Read The Diviners Online

Authors: Rick Moody

Tags: #FIC000000

What does the idea of the woman have to do with the brick? When she is seeing things again, she is in a place that is white and pale green, and there is a television mounted on the wall, and there are these people, and the people are looking at her, and she can see and hear. People are blinking at her, and there is something unusual about the people that she can’t understand at first. They look unusual, not like the people that she would have expected to be in the room. They blink and stare. Is blinking a method of communicating? She stretches her arms above her, and they cannot, apparently, believe what they are seeing. They begin saying something, and the thing that they begin saying is probably her name. At least she later believes that it might be her name, because they keep saying it. Samantha, Samantha, Samantha. She doesn’t know anything about this word, which would imply that it must be a name, because a name is a word that has no other useful associations. A name is a word that doesn’t do anything. “Samantha, can you hear us? Samantha?” Could it be possible that these are her parents? These little disheveled people? What’s wrong with their eyes? They have strange eyes. It occurs to her, after a while, that this must be the way people look when they are from Asia, but maybe she is only thinking this because of the brick. The brick comes from Asia, after all, so now everything comes from Asia. The nurse probably comes from Asia. Everybody is from Asia.

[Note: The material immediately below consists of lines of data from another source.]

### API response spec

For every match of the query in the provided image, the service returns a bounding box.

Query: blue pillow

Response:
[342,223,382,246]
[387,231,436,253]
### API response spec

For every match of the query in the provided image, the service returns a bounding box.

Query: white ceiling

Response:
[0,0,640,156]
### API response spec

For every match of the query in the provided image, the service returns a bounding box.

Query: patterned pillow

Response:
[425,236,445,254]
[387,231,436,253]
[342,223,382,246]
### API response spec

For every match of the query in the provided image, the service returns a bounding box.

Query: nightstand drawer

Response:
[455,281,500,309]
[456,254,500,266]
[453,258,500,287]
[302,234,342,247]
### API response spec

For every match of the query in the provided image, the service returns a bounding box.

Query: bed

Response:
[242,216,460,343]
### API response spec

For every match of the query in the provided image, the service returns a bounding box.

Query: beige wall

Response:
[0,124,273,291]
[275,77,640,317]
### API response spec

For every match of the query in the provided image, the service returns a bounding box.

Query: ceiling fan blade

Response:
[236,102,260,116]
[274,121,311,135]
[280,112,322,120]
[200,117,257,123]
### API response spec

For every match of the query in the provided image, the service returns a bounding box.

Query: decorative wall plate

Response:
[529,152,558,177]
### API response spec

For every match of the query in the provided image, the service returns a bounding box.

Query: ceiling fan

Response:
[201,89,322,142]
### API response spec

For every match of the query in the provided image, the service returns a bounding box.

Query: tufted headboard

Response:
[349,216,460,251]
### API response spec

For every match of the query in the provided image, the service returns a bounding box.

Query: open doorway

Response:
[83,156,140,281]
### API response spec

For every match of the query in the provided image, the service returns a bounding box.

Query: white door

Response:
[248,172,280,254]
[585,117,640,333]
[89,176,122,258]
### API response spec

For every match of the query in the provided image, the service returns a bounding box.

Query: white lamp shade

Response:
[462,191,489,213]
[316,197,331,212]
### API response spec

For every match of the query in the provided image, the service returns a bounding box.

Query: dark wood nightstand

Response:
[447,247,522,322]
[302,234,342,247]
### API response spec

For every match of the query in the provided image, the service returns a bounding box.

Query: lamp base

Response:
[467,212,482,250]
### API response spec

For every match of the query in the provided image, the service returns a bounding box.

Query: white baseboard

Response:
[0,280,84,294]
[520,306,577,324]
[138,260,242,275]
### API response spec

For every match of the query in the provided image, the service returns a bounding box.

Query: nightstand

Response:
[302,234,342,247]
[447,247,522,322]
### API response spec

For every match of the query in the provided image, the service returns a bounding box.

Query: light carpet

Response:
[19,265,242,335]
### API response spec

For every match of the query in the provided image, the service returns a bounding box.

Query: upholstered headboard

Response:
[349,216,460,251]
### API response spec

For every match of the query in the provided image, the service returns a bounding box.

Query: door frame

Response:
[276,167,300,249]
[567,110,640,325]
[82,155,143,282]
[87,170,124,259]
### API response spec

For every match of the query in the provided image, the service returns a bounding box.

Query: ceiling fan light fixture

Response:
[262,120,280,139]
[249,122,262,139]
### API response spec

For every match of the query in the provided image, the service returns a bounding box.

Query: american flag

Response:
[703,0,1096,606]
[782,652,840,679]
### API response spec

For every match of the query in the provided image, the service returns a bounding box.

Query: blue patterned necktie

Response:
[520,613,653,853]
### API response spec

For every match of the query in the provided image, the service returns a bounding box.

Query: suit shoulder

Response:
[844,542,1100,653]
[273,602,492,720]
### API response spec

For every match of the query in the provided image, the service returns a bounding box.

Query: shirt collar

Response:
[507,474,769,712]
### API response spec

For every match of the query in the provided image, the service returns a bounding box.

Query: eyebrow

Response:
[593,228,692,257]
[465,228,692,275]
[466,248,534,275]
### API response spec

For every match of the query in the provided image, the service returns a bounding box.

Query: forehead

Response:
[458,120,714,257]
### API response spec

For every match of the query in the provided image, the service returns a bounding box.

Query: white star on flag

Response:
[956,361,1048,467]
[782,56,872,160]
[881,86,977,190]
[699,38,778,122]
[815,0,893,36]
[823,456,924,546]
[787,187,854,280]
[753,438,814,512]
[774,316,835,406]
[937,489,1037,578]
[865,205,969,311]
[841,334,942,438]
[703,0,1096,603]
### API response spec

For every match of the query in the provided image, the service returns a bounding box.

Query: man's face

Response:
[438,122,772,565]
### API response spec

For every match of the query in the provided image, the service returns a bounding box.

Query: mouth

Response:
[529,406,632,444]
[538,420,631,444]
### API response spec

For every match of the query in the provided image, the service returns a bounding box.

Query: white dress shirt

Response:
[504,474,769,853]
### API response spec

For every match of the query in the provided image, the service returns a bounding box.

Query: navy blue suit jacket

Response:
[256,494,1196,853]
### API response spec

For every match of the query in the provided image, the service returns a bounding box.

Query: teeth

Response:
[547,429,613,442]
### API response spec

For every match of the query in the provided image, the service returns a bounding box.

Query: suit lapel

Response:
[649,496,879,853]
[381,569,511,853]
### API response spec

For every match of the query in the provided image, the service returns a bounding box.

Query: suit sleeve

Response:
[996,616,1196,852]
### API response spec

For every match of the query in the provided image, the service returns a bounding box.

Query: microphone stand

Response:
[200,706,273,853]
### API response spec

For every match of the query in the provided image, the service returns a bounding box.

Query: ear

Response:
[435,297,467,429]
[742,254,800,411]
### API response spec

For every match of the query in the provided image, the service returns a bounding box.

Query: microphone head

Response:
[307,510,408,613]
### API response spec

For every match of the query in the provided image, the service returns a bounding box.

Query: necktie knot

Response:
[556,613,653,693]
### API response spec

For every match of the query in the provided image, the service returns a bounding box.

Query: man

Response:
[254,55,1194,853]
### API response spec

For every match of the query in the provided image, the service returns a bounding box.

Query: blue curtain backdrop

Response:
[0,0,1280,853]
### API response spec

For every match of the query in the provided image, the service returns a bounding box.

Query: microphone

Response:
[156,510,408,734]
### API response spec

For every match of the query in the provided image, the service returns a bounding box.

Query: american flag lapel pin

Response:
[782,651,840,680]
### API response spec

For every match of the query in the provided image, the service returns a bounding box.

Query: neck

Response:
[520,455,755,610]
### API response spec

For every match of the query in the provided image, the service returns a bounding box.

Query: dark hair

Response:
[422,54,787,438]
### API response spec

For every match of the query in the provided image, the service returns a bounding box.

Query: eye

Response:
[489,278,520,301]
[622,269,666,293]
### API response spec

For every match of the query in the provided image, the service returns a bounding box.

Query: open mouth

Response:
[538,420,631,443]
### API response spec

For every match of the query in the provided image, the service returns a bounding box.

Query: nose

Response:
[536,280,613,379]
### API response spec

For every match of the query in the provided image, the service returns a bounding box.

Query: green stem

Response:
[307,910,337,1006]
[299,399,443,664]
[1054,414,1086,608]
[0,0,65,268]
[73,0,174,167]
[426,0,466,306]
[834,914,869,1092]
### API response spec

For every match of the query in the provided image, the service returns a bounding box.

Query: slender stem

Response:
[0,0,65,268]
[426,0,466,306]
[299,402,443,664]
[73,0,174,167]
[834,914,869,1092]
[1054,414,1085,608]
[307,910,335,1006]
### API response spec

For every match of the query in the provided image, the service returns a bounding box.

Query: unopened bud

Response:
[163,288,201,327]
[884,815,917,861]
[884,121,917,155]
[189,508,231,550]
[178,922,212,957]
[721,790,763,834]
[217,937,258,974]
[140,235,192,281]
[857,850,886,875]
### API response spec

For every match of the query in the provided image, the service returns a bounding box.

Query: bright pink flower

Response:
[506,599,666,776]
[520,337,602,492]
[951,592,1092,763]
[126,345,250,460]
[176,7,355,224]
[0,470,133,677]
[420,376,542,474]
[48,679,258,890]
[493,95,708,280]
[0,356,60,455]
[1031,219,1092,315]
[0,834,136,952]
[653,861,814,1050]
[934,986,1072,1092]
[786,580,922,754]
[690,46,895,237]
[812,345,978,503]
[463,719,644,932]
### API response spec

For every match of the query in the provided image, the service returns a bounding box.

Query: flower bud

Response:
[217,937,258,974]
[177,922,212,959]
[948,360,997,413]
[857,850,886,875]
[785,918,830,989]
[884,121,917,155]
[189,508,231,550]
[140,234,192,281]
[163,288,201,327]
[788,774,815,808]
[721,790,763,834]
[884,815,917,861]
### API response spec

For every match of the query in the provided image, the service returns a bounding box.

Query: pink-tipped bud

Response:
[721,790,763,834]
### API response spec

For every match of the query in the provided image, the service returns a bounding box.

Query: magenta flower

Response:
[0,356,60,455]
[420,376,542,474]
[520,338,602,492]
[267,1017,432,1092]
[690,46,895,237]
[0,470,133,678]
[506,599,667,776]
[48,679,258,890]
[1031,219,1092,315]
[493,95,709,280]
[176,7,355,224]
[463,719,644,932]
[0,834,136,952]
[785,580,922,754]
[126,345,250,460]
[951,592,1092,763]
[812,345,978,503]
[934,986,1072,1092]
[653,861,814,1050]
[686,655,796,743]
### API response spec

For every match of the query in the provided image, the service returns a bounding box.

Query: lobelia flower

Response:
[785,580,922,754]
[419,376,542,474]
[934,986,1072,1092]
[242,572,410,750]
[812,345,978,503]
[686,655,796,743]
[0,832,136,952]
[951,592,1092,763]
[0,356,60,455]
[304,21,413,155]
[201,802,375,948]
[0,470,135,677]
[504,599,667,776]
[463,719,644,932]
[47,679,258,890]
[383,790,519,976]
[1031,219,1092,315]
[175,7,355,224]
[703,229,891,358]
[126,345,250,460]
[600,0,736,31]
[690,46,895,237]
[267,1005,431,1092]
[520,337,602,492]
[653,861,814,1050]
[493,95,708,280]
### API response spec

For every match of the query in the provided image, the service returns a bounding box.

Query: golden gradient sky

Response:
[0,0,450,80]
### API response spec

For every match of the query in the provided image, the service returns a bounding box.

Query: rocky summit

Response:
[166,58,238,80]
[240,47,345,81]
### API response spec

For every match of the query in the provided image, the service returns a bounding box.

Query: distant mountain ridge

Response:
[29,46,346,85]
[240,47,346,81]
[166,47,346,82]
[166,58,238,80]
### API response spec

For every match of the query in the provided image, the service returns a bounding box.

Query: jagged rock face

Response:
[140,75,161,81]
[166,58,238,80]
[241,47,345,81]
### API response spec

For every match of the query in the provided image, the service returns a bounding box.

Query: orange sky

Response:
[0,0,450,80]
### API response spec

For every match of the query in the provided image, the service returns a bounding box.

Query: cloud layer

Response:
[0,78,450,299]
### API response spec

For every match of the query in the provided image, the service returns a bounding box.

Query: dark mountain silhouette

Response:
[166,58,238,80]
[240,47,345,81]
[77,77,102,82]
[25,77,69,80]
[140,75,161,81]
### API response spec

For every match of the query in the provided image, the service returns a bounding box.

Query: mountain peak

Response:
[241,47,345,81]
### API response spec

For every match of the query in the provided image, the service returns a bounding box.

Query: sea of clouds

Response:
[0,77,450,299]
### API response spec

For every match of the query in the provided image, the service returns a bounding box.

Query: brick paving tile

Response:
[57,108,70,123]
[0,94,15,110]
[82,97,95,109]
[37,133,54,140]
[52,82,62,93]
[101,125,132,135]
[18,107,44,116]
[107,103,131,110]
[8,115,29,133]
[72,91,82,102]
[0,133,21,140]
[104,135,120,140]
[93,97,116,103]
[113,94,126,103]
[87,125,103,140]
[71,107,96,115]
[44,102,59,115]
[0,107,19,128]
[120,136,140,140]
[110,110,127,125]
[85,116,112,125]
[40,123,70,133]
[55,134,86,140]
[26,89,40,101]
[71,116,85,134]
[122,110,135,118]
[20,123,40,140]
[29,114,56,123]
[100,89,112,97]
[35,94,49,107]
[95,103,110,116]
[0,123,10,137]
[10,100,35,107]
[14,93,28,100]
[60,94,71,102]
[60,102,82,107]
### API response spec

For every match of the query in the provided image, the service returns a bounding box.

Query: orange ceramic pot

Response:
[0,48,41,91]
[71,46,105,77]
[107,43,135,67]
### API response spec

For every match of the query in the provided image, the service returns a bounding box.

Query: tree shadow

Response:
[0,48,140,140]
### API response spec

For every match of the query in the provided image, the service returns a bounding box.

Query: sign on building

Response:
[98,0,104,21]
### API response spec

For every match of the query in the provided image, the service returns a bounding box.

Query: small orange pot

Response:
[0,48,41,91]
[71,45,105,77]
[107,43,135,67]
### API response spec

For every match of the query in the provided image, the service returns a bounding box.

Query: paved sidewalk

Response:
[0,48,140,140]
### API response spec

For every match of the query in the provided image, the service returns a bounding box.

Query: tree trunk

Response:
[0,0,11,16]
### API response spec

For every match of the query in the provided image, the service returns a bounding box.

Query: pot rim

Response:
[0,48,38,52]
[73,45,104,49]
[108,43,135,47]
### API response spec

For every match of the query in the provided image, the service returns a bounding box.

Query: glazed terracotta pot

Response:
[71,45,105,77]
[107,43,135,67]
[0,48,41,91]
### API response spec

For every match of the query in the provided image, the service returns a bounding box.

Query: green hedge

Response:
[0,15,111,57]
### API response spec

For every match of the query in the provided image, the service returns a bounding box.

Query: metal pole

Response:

She says, “Can I have a glass of water?”

Pandemonium. The man who may or may not be from Asia goes rushing out into the corridor, calling for a nurse, and the woman who is still in the room runs back and forth thanking God. Many things are getting clearer to the victim now. For example, there is some reason why she keeps thinking about Utica and about the factory there that makes bricks. But a lot of other things are not clear, like whether she is truly Samantha, and who these people are. The nurse comes, and the nurse is followed by a doctor, and the doctor is followed by a policeman, why a policeman she does not know, and they are all in the room, and they are laughing, and the people who were waiting, the Asian people, are hugging her, and this goes on for a moment, until composure sets in generally, and then the doctor asks if he can make a brief examination. Not being able to think of much else to say, she agrees.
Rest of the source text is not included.